After Ryan’s dose of sunny optimism earlier today, it’s time for a cold dose of reality. And who better to deliver that dose than FlamesNation’s founding father, the great Kent Wilson.
For almost a decade now I’ve written season preview pieces for the Calgary Flames. They have almost always featured a series of “what if” questions, sketching the various situations and scenarios that would have to happen for the team to succeed. They have never all hit simultaneously.
Until this year. With the exception of the injury to Mark Giordano injury, everything that could have possibly fallen in Calgary’s favour, did. All of their notable kids took huge strides forward. Almost half the roster experienced career high point rates. The team was deadly in third periods, extra time and at 4on4. They drew tons of penalties, took very few and got above average goaltending. If anyone were to sketch out a convoluted plan of how to win despite bottom basement possession, it would be what the Flames managed this year.
It was fun, thrilling, incredible and altogether unlikely.
That means it is also therefore unlikely to continue indefinitely. When you need that many different factors to fall together all at once to succeed, you’re running a high tab with the hockey gods. And they always come back to collect eventually.
Anyways, just to rain on the parade a little, here are 5 reasons the Flames will lose to the Canucksin the first round.
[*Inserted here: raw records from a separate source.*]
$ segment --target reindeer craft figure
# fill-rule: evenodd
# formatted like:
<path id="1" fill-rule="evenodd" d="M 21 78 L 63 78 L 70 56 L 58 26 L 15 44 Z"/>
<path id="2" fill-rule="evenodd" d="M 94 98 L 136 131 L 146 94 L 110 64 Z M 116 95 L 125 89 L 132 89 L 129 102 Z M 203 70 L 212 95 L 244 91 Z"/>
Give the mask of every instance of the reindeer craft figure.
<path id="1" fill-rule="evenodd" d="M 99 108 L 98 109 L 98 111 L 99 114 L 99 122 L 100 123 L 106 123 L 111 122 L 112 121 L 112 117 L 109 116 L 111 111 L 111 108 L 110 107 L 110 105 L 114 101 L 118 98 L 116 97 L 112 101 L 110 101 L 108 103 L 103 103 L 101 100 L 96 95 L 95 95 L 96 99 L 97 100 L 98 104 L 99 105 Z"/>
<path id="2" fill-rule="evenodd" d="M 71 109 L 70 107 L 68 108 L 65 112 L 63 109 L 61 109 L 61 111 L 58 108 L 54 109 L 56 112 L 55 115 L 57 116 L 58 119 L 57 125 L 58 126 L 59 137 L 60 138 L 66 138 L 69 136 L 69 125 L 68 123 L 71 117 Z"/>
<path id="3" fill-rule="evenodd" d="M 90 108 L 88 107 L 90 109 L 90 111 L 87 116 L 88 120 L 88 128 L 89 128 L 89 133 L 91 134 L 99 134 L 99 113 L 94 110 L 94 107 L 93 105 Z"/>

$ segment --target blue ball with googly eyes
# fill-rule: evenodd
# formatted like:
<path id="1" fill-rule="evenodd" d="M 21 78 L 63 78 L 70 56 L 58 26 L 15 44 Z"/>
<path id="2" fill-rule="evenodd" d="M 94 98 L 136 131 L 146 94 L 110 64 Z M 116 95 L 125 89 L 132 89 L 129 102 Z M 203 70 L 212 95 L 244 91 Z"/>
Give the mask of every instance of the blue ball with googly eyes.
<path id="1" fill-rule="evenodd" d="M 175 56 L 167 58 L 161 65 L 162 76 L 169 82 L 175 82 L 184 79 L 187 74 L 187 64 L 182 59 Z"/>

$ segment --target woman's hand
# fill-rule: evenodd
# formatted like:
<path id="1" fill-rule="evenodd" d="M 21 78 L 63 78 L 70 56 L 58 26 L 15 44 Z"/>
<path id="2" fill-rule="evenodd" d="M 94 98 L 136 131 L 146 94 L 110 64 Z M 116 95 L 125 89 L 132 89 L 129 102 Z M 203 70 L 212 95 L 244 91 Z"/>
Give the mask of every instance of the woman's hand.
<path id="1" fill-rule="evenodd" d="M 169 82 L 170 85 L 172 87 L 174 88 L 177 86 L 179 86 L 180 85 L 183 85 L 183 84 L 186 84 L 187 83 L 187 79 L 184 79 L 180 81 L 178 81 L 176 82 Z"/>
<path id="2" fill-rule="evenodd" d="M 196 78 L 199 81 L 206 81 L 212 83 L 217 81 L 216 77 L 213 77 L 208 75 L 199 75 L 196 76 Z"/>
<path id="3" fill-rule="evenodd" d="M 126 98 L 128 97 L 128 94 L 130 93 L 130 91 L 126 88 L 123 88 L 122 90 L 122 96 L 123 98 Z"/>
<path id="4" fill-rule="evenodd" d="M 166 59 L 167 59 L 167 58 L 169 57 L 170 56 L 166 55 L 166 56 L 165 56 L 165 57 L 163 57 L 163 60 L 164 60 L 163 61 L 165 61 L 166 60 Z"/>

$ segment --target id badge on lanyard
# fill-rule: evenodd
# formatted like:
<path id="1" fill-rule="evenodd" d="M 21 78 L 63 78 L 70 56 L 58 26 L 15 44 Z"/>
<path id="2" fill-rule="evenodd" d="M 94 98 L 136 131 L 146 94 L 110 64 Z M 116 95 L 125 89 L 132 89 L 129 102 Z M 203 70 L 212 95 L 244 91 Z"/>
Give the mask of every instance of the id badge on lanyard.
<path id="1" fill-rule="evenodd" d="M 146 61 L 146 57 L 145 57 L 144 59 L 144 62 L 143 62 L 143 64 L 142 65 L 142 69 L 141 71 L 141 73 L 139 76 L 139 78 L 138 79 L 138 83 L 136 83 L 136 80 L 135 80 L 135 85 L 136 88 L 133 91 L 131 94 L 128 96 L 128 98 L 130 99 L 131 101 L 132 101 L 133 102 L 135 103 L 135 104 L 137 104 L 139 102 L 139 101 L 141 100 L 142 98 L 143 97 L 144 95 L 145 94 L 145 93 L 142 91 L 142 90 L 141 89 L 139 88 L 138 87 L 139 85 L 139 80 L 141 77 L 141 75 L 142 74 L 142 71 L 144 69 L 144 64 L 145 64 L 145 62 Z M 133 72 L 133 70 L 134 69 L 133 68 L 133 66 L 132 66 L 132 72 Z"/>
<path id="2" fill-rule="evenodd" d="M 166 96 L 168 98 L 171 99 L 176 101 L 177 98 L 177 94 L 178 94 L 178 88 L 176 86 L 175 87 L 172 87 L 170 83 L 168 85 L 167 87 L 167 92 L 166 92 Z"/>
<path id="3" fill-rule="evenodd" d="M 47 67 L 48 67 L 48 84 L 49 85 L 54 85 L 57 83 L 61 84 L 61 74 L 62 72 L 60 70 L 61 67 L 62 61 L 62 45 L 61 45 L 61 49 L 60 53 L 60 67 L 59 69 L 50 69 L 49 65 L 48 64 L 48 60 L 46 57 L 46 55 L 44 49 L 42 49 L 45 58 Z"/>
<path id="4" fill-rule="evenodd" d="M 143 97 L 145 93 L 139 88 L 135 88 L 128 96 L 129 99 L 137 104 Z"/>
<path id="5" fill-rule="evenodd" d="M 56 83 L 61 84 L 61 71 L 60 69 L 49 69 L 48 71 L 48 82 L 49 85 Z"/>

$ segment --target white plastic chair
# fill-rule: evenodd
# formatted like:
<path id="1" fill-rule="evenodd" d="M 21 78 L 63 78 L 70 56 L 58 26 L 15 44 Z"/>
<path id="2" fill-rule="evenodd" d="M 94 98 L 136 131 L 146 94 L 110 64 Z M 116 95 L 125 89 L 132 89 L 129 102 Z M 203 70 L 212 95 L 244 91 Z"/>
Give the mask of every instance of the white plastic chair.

They can’t control play at 5on5
Let’s get the obvious one out of the war first. As I note in my recent article for the Herald, the Flames have the lowest possession rate of any team to make the playoffs so far in the modern era (post 2004 lock-out). Of the three other clubs in same ballpark who made it previously, none of them won a round, or even made it into the post-season the next year.
It’s very, very hard to continue to win when the other team has the puck in your end at even strength. And even though the Canucks aren’t great at it themselves, they were still better than Calgary this year.
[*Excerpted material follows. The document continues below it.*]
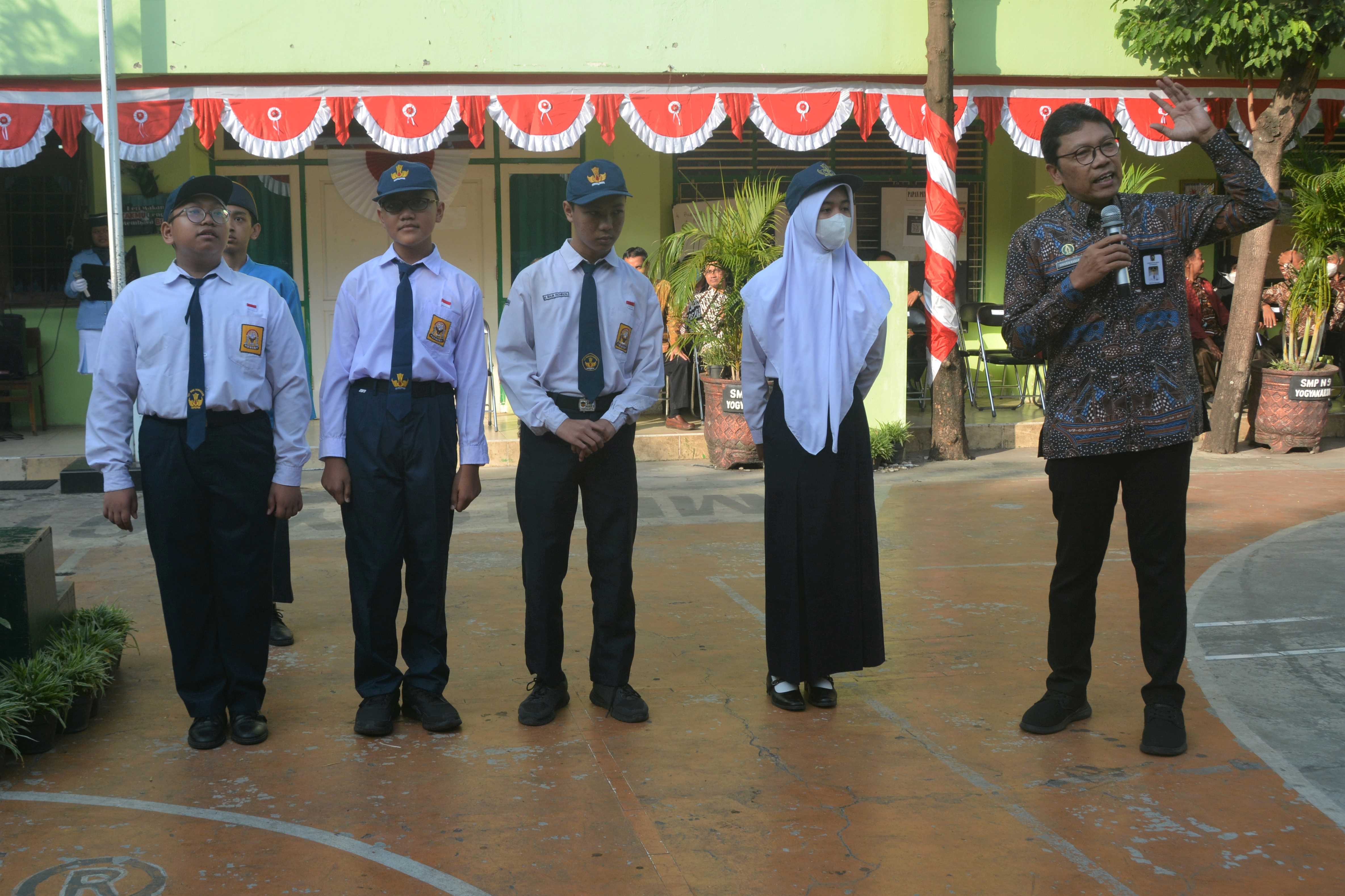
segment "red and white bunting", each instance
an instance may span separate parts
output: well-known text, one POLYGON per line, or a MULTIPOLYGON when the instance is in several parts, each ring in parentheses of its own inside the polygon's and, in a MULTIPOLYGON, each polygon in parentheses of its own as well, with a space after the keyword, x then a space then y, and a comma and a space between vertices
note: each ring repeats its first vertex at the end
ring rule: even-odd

There’s no shoot-out or 4on4 OT
The Flames had a 65% win rate in extra time this year, one of the better records in the league. Unfortunately, there’s no gimmicks or skills competition in OT in the playoffs – just more 5on5 play.
The whistles get put away
Calgary’s great discipline and sky high penalty differential was another reason they survived past-82 games. As well all know, however, the refs tend to get stingier when it comes to calling stuff in the playoffs, with things veering much closer to a “let them play” philosophy.
If a looser standard of officiating prevails in the first round, it definitely plays into the Canucks favour.
No Mark Giordano
And therefore no legitimate shut-down defense pairing. Dennis Wideman and Kris Russell managed to outblock and outscore their way through the final 20-or so games of the regular season, but the truth is they are not an ideal #1 duo, particularly south of the redline. The Sedin twins aren’t quite the scary elite first liners they once were, but they’re still good enough to feast on opposition who isn’t up to snuff in their own end.
Gio out also means Deryk Engelland will be in the top-4, and you really don’t want him to face the Sedin twins too often.
The Revenge of Sven Baertschi
You all know he is going to score a gut punch, OT game winner over the Flames, right? Because at some point all the breaks can’t possibly keep going Calgary’s way.